Nel celebrare la sintesi tra spazio naturale e artificiale, Canali ricerca la perfezione attraverso la scomposizione per piani. Spezzando le superfici l’occhio guarda oltre, attraverso le fratture, e la costruzione di una gabbia sempre aperta che protegge e allo stesso tempo invita ad entrare rappresenta la soluzione che l’archistar trova per dialogare con l’ambiente.
Destrutturazione, verticalità e tanto verde sono le parole chiave della sua produzione specializzata proprio nella rivalutazione di aree degradate, fortemente urbanizzate o addirittura industriali: esempi non troppo lontani e chiarificatori della visione di Canali sono gli stabilimenti Prada a Montegranaro e Maglificio Gran Sasso a Sant’Egidio alla Vibrata. Ricca la sua produzione a Parma e Milano spesa in soluzioni di restauro e progetti architettonici di alto livello.

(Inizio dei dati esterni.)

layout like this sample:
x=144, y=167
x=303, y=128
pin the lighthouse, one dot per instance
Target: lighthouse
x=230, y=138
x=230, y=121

La sfida verso l’alto, a contrastare la gravità, l’utilizzo di materiali pesanti, come ferro e cemento, ma sottili, appena accennati, al servizio della sfera naturale e la gestione en plein air degli spazi potrebbero quindi essere, a breve, tratti distintivi dell’area Ballarin che il comune ha ufficialmente affidato in fase preliminare a Guido Canali.